I was really disappointed this week to see that the UK do not have an entry into the Ice Hockey in the upcoming Winter Olympics, and it looks as if the predicted medal cache is very small.
What can we expect when we treat a sport like this? As someone said further up the thread, if it doesn't involve football, they're not interested. Makes me sick to be honest, but at the same time proud to be part of an alternative and niche sport.
And then we have Dancing on Ice - a bunch of non-celebs grabbing the limelight in the name of 'reality TV'.....but then, although I hate those sorts of programmes, the more it does to promote the sport, the better.
The sad thing is, the UK has had well established sports for a long time now (football, rugby, cricket, snooker to some extent), so the ice sports have always languished as everyone already has their plates full with those and don't feel like splitting their attention further. When that's the case then there's basically no reason for the mainstream media to really cover it compared to the other sports.
I'm not afraid to admit that ice hockey is what keeps rinks open (along with public sessions). Whole teams paying for practise time and, more importantly, people paying to come and watch games is definitely a bigger money earner than the handful of us figure skaters that could barely make up a full hockey team on patch.
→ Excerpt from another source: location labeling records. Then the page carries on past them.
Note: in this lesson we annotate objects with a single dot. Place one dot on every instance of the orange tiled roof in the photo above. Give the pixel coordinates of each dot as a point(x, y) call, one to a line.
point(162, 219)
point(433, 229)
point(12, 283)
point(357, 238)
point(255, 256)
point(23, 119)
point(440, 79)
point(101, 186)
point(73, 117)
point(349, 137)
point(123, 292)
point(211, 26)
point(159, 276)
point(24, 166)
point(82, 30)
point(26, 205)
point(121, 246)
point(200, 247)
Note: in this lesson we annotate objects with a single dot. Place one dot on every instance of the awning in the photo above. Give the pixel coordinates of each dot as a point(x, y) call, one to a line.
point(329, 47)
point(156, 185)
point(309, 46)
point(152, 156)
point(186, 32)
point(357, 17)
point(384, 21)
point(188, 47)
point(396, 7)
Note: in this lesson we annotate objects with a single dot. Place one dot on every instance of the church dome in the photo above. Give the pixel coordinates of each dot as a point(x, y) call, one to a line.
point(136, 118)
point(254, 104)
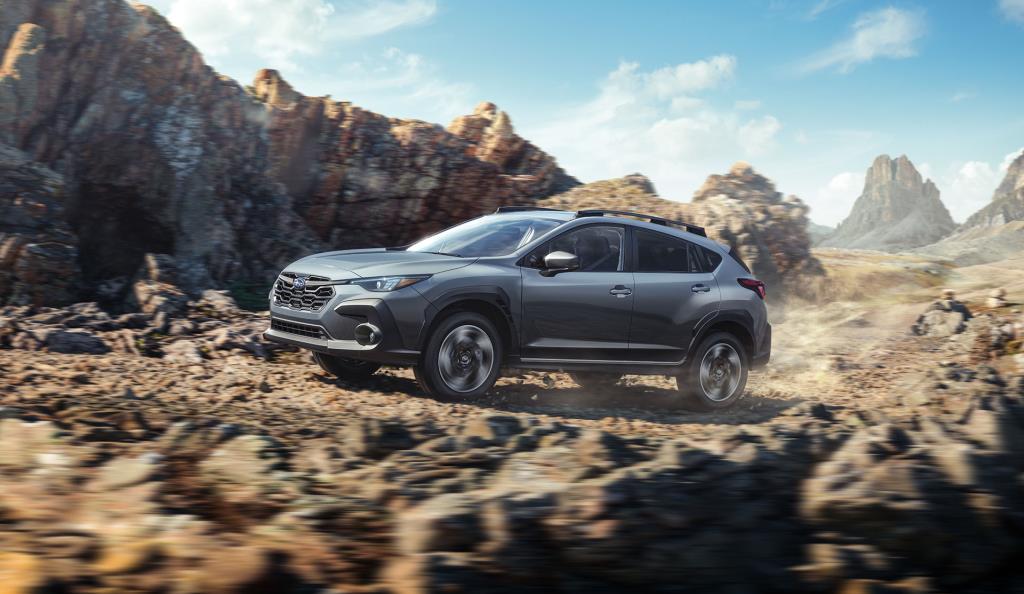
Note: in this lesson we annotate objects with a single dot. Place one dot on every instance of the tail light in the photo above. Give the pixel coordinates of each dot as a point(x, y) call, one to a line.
point(754, 285)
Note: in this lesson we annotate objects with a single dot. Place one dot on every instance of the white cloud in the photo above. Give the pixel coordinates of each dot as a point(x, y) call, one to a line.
point(834, 201)
point(962, 96)
point(969, 186)
point(1013, 9)
point(886, 33)
point(821, 7)
point(671, 124)
point(403, 84)
point(278, 32)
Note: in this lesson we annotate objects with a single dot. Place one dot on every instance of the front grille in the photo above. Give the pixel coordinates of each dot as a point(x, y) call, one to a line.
point(307, 330)
point(312, 298)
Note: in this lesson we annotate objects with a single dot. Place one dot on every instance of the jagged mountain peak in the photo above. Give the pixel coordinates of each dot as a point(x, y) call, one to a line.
point(897, 209)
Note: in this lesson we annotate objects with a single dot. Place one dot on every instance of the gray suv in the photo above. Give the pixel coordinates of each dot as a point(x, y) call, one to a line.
point(595, 293)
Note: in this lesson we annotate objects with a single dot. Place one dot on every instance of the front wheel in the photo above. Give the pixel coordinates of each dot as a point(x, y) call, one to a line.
point(346, 369)
point(716, 377)
point(462, 358)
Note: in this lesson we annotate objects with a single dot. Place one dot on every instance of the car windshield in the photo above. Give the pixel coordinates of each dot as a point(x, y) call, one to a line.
point(487, 236)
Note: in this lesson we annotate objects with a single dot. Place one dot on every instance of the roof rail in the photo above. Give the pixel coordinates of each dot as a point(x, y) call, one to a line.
point(507, 209)
point(695, 229)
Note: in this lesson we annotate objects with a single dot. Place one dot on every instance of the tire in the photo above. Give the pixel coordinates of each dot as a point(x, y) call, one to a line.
point(462, 358)
point(595, 380)
point(346, 369)
point(716, 376)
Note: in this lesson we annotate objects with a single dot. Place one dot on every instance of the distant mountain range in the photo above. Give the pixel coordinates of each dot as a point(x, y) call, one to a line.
point(897, 210)
point(118, 140)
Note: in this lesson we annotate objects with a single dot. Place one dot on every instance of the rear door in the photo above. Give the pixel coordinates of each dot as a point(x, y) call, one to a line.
point(583, 314)
point(674, 292)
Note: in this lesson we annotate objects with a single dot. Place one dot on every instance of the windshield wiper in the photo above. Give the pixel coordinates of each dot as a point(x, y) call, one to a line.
point(443, 254)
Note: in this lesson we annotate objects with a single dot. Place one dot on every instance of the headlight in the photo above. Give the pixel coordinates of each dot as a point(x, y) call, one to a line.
point(388, 284)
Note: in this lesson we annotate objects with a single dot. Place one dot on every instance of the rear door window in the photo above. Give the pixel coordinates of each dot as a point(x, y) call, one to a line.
point(599, 248)
point(662, 253)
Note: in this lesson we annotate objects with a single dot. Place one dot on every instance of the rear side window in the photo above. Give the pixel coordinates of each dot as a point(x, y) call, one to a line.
point(735, 256)
point(660, 253)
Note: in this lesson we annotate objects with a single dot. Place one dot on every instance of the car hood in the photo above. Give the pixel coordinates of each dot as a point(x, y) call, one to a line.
point(375, 262)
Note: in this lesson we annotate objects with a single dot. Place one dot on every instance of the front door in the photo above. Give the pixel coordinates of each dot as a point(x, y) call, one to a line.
point(583, 314)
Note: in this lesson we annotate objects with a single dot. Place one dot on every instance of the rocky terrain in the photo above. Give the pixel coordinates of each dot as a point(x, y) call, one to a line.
point(1008, 201)
point(741, 209)
point(175, 451)
point(135, 145)
point(897, 210)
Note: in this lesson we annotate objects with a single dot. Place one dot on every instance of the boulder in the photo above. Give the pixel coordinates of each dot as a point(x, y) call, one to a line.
point(897, 210)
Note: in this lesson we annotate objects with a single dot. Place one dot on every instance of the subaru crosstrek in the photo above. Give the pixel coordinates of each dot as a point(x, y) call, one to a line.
point(595, 293)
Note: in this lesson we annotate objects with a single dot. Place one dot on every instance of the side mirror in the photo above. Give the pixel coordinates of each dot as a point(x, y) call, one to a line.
point(556, 262)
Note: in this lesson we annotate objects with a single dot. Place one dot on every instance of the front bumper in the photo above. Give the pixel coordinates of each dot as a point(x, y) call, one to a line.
point(764, 349)
point(332, 331)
But that's the problem, the public have their hands full with our more established sports so people don't really watch ice hockey and rinks don't get the kind of cash they could be and end up closing.
While Dancing on Ice does raise the profile of the sport, the slightly sad thing is that it doesn't even utilise any particular ice skating discipline so it's a complete sham from the perspective of the ice skating community - of course, the general public doesn't know that so it's still beneficial regardless.